Definitely. So I think there are people that are certainly concerned. I think each very large organization that's building these foundational models, they typically have a group embedded that is solely concerned with responsible use of AI trust and safety. And so you're seeing a lot of that Mitre that I came from. We had a framework for this. NIST is thinking very deeply about this. Obviously this is a piece of the EU AI act as well. So I think there's enough kind of folks, enough energy kind of thinking about this problem that it's not being ignored. So that's very good news. But at the same time, it comes back to that education piece. So somebody in an organization that's actually training these models or going to use this for something, they might not be thinking about the ethical consequences that might come from these models. If it's not supposed to let you build a recipe for how to make a bomb, and it does somehow, then now you're kind of crossed into this grey area of, well, this model is being misused. It's on your dime, it's your account. And so now you're responsible for that. Building policies around this, having the education, understanding the compliance side, the governance side that's coming into this space and bringing as many folks together as you can to talk about these problems. I think that's really where that AI council comes in, where
You have representatives, diverse backgrounds, diverse points of view, and that's really how you solve these problems. Because if you only live in your data science world or only in your security world, you're not going to solve these sorts of problems.

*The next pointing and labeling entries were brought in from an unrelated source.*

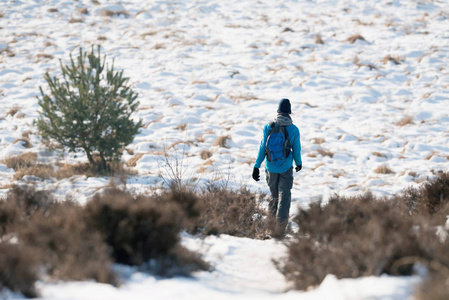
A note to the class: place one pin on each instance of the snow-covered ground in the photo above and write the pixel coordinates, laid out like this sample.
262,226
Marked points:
206,69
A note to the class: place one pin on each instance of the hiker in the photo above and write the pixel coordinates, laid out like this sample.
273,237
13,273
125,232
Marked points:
280,146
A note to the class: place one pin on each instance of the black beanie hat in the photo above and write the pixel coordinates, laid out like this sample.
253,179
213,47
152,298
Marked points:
284,106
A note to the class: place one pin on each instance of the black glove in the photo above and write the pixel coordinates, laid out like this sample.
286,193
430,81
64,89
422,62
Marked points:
256,176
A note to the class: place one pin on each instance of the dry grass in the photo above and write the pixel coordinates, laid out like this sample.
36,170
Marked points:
407,120
13,111
182,127
389,58
222,141
324,152
383,170
133,161
28,164
76,20
354,38
83,11
206,154
359,64
378,154
110,13
319,40
317,141
25,142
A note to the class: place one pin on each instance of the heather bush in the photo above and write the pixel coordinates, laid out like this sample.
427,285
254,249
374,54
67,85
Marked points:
68,248
143,228
18,268
364,235
49,235
233,212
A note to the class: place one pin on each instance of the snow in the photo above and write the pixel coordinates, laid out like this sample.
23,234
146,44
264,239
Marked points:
220,67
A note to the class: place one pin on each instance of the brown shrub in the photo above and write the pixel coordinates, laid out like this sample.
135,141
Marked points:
18,269
363,235
233,212
432,198
69,249
349,237
51,236
136,228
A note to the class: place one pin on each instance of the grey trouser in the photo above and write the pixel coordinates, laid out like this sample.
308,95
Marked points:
280,185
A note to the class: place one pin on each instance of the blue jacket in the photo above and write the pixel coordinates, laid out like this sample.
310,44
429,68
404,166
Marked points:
294,135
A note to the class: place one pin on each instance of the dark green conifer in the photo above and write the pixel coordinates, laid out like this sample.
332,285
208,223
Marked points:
89,108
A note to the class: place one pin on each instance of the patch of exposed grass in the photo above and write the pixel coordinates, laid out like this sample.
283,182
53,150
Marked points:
407,120
324,152
222,141
356,37
205,154
383,170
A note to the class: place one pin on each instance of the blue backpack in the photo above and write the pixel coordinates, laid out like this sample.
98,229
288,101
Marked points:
278,146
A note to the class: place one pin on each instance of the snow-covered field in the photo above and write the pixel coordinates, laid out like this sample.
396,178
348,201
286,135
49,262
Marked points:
206,69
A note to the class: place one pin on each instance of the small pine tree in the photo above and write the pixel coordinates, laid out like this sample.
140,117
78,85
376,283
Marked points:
89,108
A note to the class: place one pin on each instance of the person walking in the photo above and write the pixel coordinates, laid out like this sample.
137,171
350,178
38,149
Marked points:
280,146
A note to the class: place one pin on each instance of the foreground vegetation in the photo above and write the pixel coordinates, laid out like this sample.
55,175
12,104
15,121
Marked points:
364,235
348,236
65,241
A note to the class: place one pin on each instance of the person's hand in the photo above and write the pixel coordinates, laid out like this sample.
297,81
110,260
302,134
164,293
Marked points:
256,175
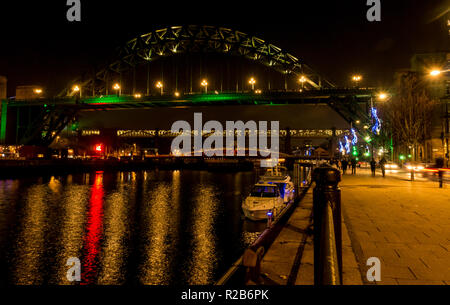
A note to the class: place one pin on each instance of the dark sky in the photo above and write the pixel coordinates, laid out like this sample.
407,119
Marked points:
39,46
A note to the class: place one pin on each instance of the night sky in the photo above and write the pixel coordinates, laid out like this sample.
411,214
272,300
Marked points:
39,46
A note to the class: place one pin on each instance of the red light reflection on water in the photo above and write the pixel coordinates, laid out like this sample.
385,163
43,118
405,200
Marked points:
94,230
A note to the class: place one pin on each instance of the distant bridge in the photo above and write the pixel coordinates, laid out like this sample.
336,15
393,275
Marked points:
39,121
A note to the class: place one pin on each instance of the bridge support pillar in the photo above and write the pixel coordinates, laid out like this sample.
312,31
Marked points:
4,114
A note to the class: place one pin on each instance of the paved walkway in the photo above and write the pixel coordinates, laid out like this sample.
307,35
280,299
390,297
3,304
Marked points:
405,224
290,259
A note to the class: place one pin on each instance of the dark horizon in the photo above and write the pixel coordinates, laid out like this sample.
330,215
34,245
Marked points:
40,47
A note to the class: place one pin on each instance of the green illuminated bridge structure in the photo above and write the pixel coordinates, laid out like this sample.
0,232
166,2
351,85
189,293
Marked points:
39,121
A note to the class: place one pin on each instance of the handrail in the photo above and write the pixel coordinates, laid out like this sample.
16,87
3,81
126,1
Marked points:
327,227
329,259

Yeah, that's a really good, I guess, wholesome way as well to wrap this in terms of it is about education, it is about transparency. It is also about human beings just collectively working together, like you say in these committees to make sure we responsibly use this as a species, I suppose, and that's the only way it's going to stay and be our kind of augmented friends going forward. So hey, look, I mean, once again, Josh, thank you for all the information on this today. It is mind-blowingly exciting and somewhat scary I think talking about this. But thank you again for being on delivers. That's been great. And yes, hopefully I'll see you soon.

Great. Well, thank you so much. I had a great time.